Voraussetzung für eine Anerkennung als Dienstunfall sei es, dass sich der Unfall im örtlichen, zeitlichen und ursächlichen Zusammenhang mit dem die Versicherung begründenden Dienstverhältnis oder mit der die Versicherung begründenden Funktion ereignet hat, so der OGH.
Im Allgemeinen sei unter einem Unfall ein von außen auf Geist und/oder Körper einwirkendes, meist plötzlich eintretendes, zumindest aber zeitlich eng begrenztes Ereignis zu verstehen, durch das eine Gesundheitsschädigung oder der Tod bewirkt wird.
Damit unterscheide sich der Unfall von einer Berufskrankheit, die sich typischerweise über einen längeren Zeitraum entwickelt. Liege das Ergebnis einer längeren krankheitsbedingten, möglicherweise auch berufsbedingten Entwicklung vor, kann nicht von einem Unfall gesprochen werden.
Der Frage, wie sich die Vorgesetzte von B. verhalten hat und ob dieses Verhalten die behauptete gesundheitliche Beeinträchtigung herbeigeführt hat, komme daher keine entscheidende Bedeutung zu, so der OGH.
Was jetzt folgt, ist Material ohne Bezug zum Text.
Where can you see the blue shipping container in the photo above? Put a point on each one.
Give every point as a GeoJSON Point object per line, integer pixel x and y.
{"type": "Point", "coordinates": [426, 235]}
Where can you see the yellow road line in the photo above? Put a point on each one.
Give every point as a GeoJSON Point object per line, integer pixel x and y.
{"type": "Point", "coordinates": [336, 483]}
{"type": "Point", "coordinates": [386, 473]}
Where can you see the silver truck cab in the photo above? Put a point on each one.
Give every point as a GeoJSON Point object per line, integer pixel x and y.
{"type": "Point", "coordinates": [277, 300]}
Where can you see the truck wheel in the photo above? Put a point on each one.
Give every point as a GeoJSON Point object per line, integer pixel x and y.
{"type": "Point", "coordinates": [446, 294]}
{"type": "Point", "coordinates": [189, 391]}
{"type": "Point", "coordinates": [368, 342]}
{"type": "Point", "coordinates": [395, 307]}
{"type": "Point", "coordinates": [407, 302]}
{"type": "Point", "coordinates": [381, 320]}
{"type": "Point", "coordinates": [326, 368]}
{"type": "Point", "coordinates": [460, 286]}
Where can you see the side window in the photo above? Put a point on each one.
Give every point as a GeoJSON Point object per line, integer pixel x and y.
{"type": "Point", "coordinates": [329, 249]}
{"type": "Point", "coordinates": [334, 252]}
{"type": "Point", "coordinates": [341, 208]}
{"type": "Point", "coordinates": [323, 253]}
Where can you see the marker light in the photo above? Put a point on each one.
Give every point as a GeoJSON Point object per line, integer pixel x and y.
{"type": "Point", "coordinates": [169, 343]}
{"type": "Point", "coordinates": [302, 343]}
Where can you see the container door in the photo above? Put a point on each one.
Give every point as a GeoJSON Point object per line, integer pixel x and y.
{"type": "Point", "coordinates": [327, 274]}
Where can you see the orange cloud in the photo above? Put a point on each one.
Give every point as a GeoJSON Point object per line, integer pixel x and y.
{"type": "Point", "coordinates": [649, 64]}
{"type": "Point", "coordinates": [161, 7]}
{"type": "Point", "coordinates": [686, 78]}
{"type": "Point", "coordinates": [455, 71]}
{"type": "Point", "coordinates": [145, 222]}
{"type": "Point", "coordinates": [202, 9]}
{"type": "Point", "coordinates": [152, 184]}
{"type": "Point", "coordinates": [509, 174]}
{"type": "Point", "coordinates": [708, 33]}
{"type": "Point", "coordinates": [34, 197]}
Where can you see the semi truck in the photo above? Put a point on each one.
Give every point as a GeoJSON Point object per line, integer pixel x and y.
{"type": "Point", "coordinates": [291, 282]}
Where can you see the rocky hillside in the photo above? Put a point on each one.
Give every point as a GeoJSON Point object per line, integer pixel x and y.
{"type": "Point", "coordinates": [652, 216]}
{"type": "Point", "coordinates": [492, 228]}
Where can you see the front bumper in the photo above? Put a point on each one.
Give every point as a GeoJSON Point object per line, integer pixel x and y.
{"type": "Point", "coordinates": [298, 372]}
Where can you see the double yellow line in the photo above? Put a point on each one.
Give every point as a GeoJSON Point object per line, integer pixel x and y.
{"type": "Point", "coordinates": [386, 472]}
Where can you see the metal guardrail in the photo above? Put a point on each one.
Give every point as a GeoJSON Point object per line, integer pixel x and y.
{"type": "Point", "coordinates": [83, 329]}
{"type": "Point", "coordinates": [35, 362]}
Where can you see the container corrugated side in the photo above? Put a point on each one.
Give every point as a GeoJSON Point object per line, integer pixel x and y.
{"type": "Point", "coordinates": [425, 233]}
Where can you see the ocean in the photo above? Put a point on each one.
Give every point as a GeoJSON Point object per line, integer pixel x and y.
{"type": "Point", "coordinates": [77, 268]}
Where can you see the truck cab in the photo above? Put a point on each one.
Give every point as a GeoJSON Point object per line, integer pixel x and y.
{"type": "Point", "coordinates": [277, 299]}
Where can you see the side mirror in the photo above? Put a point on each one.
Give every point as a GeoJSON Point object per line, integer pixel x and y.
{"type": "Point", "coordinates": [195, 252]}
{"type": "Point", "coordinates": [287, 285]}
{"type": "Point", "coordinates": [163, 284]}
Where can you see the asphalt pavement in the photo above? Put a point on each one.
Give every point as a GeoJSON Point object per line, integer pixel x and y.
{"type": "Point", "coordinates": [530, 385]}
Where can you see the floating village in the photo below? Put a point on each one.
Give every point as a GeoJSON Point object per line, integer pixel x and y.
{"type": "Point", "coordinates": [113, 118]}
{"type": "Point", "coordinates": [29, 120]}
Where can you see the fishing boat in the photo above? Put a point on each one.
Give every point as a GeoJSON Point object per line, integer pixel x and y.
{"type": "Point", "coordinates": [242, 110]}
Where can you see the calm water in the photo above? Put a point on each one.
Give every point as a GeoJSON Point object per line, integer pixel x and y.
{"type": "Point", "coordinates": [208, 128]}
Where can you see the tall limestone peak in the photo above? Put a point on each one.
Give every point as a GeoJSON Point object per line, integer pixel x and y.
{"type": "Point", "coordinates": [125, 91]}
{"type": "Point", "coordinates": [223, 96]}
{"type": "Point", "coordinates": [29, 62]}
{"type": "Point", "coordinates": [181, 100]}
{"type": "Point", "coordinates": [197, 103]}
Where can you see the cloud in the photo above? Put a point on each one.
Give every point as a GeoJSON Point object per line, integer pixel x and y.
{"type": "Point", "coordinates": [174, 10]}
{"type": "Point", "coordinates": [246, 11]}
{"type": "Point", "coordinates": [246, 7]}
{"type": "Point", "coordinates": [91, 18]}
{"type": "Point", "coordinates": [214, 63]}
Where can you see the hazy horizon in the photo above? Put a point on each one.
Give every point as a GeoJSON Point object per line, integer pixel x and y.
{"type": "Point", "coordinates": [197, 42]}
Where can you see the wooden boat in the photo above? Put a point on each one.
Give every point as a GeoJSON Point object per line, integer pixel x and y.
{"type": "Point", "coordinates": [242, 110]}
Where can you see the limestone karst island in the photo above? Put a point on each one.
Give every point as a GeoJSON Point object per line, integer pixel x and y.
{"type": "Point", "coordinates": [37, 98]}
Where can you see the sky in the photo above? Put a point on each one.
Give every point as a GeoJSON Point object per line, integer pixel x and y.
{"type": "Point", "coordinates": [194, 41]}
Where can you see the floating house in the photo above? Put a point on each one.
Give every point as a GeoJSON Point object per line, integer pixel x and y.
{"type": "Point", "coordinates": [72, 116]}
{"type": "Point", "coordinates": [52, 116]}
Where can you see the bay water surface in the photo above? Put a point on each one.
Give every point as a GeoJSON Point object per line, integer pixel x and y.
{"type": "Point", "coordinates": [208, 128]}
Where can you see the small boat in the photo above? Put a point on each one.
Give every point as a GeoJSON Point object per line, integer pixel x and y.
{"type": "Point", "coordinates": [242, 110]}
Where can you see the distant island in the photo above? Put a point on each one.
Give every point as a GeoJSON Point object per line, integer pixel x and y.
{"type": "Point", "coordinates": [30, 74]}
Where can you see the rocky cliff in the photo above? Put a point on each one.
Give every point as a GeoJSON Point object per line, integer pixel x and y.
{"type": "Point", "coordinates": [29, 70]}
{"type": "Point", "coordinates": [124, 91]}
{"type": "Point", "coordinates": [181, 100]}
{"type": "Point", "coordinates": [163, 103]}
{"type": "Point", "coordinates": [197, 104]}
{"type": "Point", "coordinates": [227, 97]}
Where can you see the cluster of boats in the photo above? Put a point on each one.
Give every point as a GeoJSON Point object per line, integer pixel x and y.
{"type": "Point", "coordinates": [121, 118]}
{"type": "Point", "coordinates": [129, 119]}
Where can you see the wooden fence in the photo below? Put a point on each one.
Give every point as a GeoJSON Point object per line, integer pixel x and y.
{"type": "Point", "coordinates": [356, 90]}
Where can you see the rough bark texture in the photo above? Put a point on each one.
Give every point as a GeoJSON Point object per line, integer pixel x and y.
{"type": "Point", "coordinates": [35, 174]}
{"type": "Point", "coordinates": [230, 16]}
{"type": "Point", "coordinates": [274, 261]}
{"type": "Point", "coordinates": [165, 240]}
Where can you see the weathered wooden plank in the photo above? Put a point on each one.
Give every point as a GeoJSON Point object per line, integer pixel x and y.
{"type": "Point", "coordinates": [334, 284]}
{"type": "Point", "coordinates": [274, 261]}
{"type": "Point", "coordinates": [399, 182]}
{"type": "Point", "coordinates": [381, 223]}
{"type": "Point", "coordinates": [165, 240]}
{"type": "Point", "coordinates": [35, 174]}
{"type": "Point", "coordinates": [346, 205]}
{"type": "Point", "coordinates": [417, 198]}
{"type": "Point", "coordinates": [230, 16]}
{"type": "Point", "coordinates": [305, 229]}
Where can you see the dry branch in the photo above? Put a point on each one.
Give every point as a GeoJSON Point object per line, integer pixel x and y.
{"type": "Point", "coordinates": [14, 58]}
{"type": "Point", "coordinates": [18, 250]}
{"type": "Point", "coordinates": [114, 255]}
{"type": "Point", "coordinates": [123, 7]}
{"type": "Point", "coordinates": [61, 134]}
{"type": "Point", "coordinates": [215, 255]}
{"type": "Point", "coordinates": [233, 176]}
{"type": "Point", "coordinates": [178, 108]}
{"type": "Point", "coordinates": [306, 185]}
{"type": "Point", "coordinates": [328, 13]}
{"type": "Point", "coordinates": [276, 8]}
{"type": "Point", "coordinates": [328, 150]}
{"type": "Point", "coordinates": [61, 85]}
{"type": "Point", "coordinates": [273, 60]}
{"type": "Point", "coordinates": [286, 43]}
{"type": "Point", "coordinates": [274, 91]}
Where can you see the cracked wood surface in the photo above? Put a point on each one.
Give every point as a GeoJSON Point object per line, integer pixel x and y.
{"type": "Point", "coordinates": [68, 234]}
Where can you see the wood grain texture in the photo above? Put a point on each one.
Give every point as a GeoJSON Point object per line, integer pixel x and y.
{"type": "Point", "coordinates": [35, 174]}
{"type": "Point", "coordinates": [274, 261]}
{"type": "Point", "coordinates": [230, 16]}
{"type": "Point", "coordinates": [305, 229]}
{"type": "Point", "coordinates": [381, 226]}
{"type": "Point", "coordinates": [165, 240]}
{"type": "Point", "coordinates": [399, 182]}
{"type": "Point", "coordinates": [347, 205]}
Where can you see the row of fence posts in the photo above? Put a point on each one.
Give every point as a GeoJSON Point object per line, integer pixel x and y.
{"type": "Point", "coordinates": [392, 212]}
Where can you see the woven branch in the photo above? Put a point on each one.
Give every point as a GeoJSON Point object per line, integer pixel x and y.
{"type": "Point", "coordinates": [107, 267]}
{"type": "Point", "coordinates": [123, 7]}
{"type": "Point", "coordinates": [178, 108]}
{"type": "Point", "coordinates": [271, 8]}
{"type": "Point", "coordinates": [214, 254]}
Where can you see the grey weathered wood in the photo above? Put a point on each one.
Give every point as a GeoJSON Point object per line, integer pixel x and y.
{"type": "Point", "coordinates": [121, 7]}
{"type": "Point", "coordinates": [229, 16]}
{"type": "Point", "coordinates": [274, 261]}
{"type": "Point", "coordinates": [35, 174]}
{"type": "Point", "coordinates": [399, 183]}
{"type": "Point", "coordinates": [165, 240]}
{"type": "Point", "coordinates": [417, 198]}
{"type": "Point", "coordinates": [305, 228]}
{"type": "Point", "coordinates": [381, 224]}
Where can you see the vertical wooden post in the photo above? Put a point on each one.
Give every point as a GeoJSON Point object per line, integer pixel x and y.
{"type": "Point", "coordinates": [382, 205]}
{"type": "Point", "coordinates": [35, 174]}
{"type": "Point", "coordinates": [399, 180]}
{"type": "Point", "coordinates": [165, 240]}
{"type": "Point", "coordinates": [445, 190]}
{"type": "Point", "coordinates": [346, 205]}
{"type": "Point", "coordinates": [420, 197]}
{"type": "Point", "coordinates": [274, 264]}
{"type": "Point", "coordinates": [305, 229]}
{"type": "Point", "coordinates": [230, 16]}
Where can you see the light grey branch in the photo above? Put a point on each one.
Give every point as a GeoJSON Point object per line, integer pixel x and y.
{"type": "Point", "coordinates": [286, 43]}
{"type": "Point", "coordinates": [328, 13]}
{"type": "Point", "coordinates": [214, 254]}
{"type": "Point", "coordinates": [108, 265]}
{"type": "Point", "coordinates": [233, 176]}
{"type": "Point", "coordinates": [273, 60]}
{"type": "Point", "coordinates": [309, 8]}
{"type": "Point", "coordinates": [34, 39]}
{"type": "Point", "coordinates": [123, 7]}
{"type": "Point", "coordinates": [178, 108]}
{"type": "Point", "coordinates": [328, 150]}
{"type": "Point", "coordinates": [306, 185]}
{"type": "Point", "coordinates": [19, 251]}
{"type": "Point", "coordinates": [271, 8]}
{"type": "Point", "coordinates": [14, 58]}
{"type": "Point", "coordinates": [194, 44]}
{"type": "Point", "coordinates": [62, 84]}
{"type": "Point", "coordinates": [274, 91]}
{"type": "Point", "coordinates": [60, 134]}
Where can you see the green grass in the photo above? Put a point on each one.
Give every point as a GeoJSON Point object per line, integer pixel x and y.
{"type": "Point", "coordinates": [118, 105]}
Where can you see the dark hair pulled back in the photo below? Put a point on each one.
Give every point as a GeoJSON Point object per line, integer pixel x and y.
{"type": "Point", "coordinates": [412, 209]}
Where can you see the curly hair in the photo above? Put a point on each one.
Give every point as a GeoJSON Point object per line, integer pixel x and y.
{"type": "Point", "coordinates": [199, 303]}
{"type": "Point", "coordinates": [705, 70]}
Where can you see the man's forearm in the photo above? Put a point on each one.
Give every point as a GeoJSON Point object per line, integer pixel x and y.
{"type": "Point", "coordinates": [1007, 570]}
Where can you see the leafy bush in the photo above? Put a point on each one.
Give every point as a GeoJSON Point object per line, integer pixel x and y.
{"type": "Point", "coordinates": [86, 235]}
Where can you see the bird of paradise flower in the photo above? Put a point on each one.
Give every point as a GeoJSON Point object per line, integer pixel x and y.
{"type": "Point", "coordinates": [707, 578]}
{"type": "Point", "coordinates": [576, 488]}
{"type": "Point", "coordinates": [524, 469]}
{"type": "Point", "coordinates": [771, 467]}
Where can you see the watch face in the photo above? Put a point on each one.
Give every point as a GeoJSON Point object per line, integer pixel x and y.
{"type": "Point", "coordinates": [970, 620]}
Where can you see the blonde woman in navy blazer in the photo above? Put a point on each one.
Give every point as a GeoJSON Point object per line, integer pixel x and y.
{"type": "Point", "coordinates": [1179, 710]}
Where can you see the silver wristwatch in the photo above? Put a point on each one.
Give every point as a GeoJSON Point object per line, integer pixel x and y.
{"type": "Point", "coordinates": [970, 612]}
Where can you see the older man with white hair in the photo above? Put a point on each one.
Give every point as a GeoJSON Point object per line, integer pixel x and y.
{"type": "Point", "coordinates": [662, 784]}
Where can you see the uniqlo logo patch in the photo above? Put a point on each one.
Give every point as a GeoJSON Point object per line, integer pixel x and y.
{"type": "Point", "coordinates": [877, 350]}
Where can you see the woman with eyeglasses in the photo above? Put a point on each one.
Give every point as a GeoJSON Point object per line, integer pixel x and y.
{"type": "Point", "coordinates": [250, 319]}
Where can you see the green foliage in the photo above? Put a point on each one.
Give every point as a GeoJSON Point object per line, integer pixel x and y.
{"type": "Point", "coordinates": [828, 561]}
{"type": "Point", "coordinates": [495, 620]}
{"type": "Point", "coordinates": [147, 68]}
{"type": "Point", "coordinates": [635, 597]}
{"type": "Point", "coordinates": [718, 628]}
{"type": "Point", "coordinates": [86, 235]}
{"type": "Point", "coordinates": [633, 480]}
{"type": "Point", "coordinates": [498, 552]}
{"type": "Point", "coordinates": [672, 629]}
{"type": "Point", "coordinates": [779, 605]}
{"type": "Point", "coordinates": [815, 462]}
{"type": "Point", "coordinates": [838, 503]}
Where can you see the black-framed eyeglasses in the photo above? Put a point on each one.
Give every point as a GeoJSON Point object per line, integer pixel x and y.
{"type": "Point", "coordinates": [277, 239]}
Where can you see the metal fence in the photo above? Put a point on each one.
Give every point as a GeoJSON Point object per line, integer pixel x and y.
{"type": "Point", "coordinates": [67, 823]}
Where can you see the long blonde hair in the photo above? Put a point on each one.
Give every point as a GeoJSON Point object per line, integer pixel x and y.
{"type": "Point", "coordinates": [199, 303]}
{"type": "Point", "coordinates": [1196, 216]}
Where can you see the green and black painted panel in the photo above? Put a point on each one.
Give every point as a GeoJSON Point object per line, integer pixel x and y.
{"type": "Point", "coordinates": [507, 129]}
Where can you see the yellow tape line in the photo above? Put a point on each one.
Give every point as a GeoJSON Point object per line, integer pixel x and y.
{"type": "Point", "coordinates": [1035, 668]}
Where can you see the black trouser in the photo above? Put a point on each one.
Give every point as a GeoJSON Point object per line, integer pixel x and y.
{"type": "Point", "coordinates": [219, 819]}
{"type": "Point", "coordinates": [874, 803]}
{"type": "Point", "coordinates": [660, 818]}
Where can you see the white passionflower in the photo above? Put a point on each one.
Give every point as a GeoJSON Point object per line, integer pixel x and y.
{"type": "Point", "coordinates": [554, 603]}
Eine psychische Beeinträchtigung, die sich erst allmählich durch mehrere Einwirkungen während eines länger andauernden Zeitraums entwickelt hat, könne nämlich von vornherein nicht auf ein unfallartiges Geschehen zurückgeführt werden.
Nur wenn einzelne Maßnahmen der Vorgesetzten für sich genommen die in Rede stehende Gesundheitsschädigung wesentlich bedingt hätten, wäre ihr Verhalten rechtlich maßgeblich, betont der OGH.
Das wäre der Fall, wenn sich ein oder mehrere Einwirkungen innerhalb einer bestimmten Arbeitsschicht aus der Gesamtheit der Einwirkungen so herausheben, dass sie nicht nur eine von mehreren gleichwertigen Ursachen der Schädigung sind, sondern die Schädigung alleine wesentlich bedingen.
In diesem Fall wäre ein Arbeitsunfall im Sinn der gesetzlichen Unfallversicherung zu bejahen. B. habe aber das Vorliegen einer solchen Sonderkonstellation nicht behauptet.
B. gelinge es daher nicht, eine vom Höchstgericht aufzugreifende Fehlbeurteilung des Berufungsgerichts aufzuzeigen; die außerordentliche Revision wurde mangels Vorliegens einer erheblichen Rechtsfrage zurückgewiesen.
Die OGH-Entscheidung 10ObS128/24g vom 14. Jänner 2025 ist im Rechtsinformationssystem des Bundes im vollen Wortlaut abrufbar.